Most people go to the beach and have a good time, enjoying the sun, sea, sand, and great seafood. Not a Warmist
A day at the beach reminds why action on climate change comes so slowly
A couple of weekends ago, I spent a pleasant two days in Cape May. (snip)
Jersey Shore towns are not just tourist spots. For so many, they are home, laden with generational meaning, or at the very least, a seasonal home that features heavily in a family’s narrative of who it is. .
This point came up often last summer when WHYY held its Ready for Next Time? community forums about how to rebuild the Shore post-Sandy.
A key topic was climate change and sea-level rise, which threaten to obliterate huge chunks of the Shore by the end of the century, or sooner. (snip)

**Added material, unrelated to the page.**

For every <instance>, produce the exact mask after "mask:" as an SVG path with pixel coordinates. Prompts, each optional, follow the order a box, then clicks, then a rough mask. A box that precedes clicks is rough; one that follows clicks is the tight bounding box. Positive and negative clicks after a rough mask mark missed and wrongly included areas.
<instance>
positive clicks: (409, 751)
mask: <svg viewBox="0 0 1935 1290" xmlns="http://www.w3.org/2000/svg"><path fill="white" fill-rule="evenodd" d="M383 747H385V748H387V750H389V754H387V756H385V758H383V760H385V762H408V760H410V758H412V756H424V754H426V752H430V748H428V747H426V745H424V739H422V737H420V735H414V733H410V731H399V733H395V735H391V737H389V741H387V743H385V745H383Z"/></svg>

“Of course, this is what should be done, what makes the most sense for the long haul,” said one surfer/contractor from Long Beach Island. “Everyone in this room knows that. But we also know it’ll never happen until it’s too late. There’s too much politics, too much money riding on the way the Shore is now.”
These were thoughtful folks, not fact-averse climate change deniers. (snip)
We can’t keep ducking the hard, emotional work that climate change demands of us. But we shouldn’t pretend that this work is easy for the people with the most to lose in the short term.
Say, how did the writer, Chris Satullo, get to Cape May, when he lives in the Philly area?